There are about 12 of us in the class and we began by sitting at a long table. We introduced ourselves and shared why we’re taking the class; out of the whole class, I believe there were only 1 or 2 other people, in addition to myself, who ‘fessed up to already knowing how to cook. Otherwise, most people said some variation of “I’m sick of takeout.” Chef Melanie Underwood talked with us for a bit and then we broke up into three groups and made different dishes. My group made a mixed Mediterranean platter, melon and prosciutto, and “chocolate-dipped morsels.” Group 1 made shrimp cocktail, a smoked salmon platter, and “chocolate-dipped morsels.” Group 2 made tomato and mozzarella, guacamole and chips, and “chocolate-dipped morsels.” After we made all our dishes and presented them, we sat down to the table again (which had been set up with full place settings and wine) and enjoyed each other’s food. Good conversation about food ensued.

So, those of you foodies who read my blog, you can guess how under-challenged I felt. However, part of the reason I took the basic class was because I wanted to really master the basics. I wanted to start at the beginning. In that spirit, here are the things I learned from Chef Melanie in our first class that I did not previously know:

1. If an avocado is underripe, sprinkle lime juice and salt on it to make it edible.

2. As a rule, when you taste for seasoning, eat it how you’ll be eating it later. For example, don’t taste the guacamole on a spoon – use a chip. Totally obvious, right? Well, I’ll confess that this never occurred to me.

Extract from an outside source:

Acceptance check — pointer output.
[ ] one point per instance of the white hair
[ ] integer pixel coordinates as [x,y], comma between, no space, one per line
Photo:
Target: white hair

3. The folks who made the shrimp cocktail poached the shrimp in a court bouillon, which I had never heard of. Here is the recipe given to us:

2 qt water
Freshly squeezed juice of 2 lemons
1 bay leaf
8 black peppercorns (whole)
2 tbsp salt

We were also told that we could use this recipe to poach mushrooms and veggies.

4. If you’re cooking shrimp that haven’t been shelled and deveined, do so after they’re cooked. Cooking the shrimp in the shell gives them more flavor.

5. Don’t refrigerate corn. But refrigerate mushrooms.

6. Domestic prosciutto tastes different than imported because domestic doesn’t have to be aged as long.

7. Belgian endive is pronounced “en-dive” or “ahn-deev” – both pronunciations are correct.

8. Got some old spices that have lost their oomph? Put them in a small skillet on medium heat for 30 seconds before using. BAM!

9. Bibb lettuce? Boston lettuce? Butter lettuce? Yep, all the same thing.

10. Better quality chocolate is less likely to burn. I’ve always used good quality chocolate…but for flavor. Now there’s an additional reason!

And last but not least, I learned that chocolate-dipped potato chips kick ass. Truly. Don’t knock it until you’ve tried it!